Molina: Europa integriert sich mehr und mehr, geht Krisen und Herausforderungen gemeinsam an, sei es bei der Klimakrise, bei Handelsbeziehungen oder Lieferketten-Problemen. Gleichzeitig versucht man sich auch sicherheitspolitisch stärker zu koordinieren. Neuerdings beschafft man sogar gemeinsam militärische Güter.
Mittendrin liegt die Schweiz, die in den 1990er-Jahren verharrt ist. Sie sitzt am Fluss und schaut teilnahmslos zu, wie das Wasser vorbeiplätschert. Ich glaube, wenn sich die Schweiz nicht auch solidarisch am europäischen Projekt beteiligt, wird die Lust, uns zu helfen, bei unseren europäischen Verbündeten immer weiter abnehmen.
Wehrli: Wir müssen die Entwicklungen im Auge behalten. In Holland gewannen die Kräfte, die sagten, dass man nicht so stark in Europa integriert sein sollte. Das niederländische Parlament gab eine Studie zum Austritt aus dem Schengen-Vertrag in Auftrag.
Die Schweiz ist seit einem Jahr im UNO-Sicherheitsrat. Man hört nicht viel…
Molina: Das liegt aber an der Presse…
…oder daran, dass der Rat dysfunktional ist?
Molina: Der Sicherheitsrat findet fast immer eine Lösung. In normalen Zeiten funktioniert er sehr gut und nimmt seine Rolle als Hüterin des Weltfriedens wahr. Doch wir leben nicht in normalen Zeiten. Es ist eine Binsenwahrheit, dass die UNO reformiert gehört und die Schweiz einen Beitrag dazu leisten will. Das Problem ist: Wir haben ein multilaterales System, das Machtungleichgewichte aus Kolonialzeiten aufrechterhält. Verschiedene Staaten wollen jetzt auch ihren Platz am Tisch. Das ist verständlich. Jetzt stellt sich die Frage, welche Forderungen legitim sind. Klar ist: So wie wir Multilateralismus jetzt leben, kann es nicht weitergehen.

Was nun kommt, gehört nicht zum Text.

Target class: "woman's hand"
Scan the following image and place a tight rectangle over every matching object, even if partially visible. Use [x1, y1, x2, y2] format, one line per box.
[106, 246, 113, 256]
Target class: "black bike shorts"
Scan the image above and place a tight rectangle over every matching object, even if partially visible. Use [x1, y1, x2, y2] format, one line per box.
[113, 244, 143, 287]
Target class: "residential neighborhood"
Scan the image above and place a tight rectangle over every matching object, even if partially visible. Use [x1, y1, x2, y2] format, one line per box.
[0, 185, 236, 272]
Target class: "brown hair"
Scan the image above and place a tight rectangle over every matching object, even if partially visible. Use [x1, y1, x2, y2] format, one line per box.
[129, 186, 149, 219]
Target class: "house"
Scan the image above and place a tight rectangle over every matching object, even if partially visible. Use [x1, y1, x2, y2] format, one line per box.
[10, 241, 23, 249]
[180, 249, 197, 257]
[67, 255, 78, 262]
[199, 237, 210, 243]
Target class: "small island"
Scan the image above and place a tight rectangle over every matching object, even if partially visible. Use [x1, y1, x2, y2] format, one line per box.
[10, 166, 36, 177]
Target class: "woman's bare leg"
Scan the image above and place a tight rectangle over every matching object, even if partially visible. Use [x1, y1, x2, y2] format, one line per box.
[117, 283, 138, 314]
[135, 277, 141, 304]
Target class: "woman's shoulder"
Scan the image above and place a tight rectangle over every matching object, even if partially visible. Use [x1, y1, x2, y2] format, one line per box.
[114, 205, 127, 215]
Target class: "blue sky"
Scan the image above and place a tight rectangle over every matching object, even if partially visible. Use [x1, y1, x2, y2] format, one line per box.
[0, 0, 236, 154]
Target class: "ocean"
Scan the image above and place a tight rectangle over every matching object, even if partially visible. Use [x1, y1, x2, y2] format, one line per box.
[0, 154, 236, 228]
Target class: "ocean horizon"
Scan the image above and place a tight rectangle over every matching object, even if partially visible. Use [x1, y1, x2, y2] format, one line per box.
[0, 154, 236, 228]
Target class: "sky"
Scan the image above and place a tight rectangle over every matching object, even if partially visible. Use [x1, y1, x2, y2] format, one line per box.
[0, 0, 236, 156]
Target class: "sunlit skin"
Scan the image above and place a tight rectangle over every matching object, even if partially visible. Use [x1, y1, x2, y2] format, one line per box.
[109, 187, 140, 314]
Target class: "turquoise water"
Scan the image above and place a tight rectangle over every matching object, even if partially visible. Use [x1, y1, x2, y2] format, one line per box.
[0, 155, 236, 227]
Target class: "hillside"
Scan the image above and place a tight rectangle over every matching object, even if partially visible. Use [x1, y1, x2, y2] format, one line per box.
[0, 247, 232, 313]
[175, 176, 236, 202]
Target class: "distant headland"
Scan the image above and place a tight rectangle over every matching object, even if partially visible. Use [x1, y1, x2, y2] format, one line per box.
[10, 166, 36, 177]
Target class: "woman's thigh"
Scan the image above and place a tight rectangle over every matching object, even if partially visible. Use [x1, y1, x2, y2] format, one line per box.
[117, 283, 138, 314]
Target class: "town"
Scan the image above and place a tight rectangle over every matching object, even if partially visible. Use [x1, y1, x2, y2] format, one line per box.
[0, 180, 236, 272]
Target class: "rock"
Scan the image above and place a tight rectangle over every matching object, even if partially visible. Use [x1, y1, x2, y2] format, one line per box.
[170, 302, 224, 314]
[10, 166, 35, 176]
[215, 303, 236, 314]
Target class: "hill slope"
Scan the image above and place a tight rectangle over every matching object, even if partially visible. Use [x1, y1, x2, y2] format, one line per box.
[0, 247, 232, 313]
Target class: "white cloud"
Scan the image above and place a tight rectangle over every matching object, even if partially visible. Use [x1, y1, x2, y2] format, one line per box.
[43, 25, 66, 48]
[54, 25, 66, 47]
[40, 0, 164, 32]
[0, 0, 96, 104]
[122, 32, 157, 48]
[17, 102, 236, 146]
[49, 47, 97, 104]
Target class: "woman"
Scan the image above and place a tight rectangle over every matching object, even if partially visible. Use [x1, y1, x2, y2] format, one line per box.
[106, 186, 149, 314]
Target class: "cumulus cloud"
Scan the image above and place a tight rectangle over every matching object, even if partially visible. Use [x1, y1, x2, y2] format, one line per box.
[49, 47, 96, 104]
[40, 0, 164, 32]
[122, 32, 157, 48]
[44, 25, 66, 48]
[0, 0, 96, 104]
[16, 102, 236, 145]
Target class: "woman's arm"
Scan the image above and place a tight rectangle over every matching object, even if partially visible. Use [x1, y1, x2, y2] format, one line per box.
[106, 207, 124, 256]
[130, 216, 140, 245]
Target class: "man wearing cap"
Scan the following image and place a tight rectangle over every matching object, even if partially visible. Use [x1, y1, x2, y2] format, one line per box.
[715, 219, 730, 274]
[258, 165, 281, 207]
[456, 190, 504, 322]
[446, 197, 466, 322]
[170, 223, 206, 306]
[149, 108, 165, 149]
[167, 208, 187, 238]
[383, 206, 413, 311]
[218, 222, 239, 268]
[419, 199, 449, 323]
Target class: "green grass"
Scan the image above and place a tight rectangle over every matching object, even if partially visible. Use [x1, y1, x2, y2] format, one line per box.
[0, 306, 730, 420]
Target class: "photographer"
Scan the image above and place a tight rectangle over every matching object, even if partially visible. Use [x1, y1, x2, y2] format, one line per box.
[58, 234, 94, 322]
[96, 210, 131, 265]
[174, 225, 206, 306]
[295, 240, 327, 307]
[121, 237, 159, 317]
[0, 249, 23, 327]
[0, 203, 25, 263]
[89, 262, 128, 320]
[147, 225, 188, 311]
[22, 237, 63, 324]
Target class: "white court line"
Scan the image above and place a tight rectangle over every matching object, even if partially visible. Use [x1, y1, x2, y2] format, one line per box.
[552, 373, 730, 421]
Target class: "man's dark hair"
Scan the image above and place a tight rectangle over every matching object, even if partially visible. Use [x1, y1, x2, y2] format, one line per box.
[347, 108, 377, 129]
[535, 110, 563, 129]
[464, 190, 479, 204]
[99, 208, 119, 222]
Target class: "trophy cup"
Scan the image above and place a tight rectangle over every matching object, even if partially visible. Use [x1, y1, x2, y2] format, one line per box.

Der Westen muss seine Werte auch umsetzen. Sonst hat die Schweiz ein Problem.
Laurent Wehrli
Wird die UNO tatsächlich überall auf der Welt als legitim anerkannt?
Wehrli: Wir sehen Phänomene von Folgekrisen, die nicht nur aufeinander folgen, sondern sich auch überlagern, und darüber hinaus von Krisen, die Vetomächte des UNO-Sicherheitsrats betreffen. Ein solches Problem hat die UNO-Charta nie vorgesehen. Entweder gelingt es der UNO, sich zu reformieren, oder sie verliert an Einfluss und Mitteln.
Was wird aus dem internationalen Genf? Bereits hat man den UNO-Sitz in Genf wochenlang geschlossen, um Heizkosten zu sparen. Ich will nicht negativ sein, aber wenn wir heute nicht reagieren, werden grössere Probleme auf den Tisch kommen. Wir müssen darauf achten, dass die westlichen Länder ihre Werte auch umsetzen. Aber gleichzeitig müssen wir den Dialog aufrechterhalten und nach Lösungen suchen. Sonst hat auch die Schweiz ein Problem.
Molina: Eine wertebasierte Aussenpolitik heisst ja nicht, anderen seine Werte aufzudrücken, sondern sich selbst von diesen Werten leiten zu lassen. Doch der Westen agiert seit 100 Jahren mit dem gleichen Paternalismus. Als sich die UNO mit grosser Mehrheit auf den Weg zu einer UNO-Steuerkonvention aufmachte, antwortete mir der Schweizer Bundesrat unglaublich paternalistisch: Das machen wir im Rahmen der OECD – wo der globale Süden nicht dabei ist. Der Bundesrat sei der Meinung, dass der globale Süden das gar nicht könne, das würde diese Länder überfordern. Das ist genau die Art, wie man diese Länder weiter weg treibt vom Multilateralismus. Wir müssen also unsere Werte auch vorleben.